I am having an issue when applying quantization aware training (QAT) on a FP32 model. So, I trained my model and then evaluated it after converted it to TFLite model. I got my metrics from that evaluated model (in TFLite mode). Then, I applied quantization aware training(QAT) and converted it to TFLite. When getting metrics from my evaluated QAT model (in TFLite mode too), I see that FP32 is doing better. This would not be correct as far as I know. Can someone explain this strange behavior?

Hi @MLEnthusiastic, As you mentioned that you have trained the model and converted to tflite.

Have you applied quantization during training, if yes then it is QAT or applied quantization during conversion to tflite then it is Post training quantization.

Generally, the float32 models give better results because of having higher numerical precision. whereas quantization is a process of reducing the precision of weights to a smaller number of bits. As the precision was reduced the model has a limited ability to represent fine details. so fp32 model gives better results than quantizing models. Thank you.

I applied QAT on trained model so in my case I do not think I did PTQ.

So as far as I know, QAT will make the model aware after training it in fp32 and it (the QAT model) memorizes the metrics found in the first trained model (fp32) and fine-tunes them to get better performance, am I right?

So what I did is; train the model, evaluate it and then save it in TFLite and re-evaluate it. Since, I am saving my model in checkpoints, I got it from there and apply QAT on it and then convert it to TFLite and evaluate that TFLite and compare it to TFLite of the trained model without quantization (or more precisely without QAT). does this seem right?
If so, then fp32 will be always better than fine-tuned model?

I know that quantization (8 bits) will lose some precision due to the number of bits comparing to fp32 (32 bits) but QAT should be aware of the fp32 model and increase performance? Is this right?

Hi @MLEnthusiastic, By applying the quantization to the keras model the weights(which are in float 32) will be converted to the nearest 8-bit fixed-point numbers. This results in a smaller model and increased inferencing speed, which is valuable for low-power devices such as microcontrollers. But the performance will not increase then the base model. By converting the weights, activations from float32, to int there will be a little performance drop than the base model because of removing precision.

Quantization works by first finding the minimum and maximum values of the weights in each layer of the model. These minimum and maximum values are then used to create a scale factor, which is used to convert the weights to integers.

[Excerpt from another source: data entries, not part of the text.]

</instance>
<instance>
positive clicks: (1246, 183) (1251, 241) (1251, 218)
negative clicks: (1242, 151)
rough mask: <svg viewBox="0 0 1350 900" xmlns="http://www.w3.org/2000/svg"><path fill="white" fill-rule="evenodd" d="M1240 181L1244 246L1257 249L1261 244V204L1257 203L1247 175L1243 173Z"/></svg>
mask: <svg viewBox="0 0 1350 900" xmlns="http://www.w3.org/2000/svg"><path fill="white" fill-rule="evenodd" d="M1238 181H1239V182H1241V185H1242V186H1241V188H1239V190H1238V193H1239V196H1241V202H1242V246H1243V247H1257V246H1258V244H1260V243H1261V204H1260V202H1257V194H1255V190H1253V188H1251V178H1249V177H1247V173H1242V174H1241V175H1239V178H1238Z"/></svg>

The aim of quantization is to convert weights, activation from fp32, to fp16, int 16, int 8. The QAT model will not be aware of fp32 weights. The QAT model makes predictions by using the converted weights, activation (fp16, int16, int8). The QAT will not increase the performance. The QAT model performance will be similar or somewhat less than the base model. The performance drop will depend on the type of quantization applied. Thank You.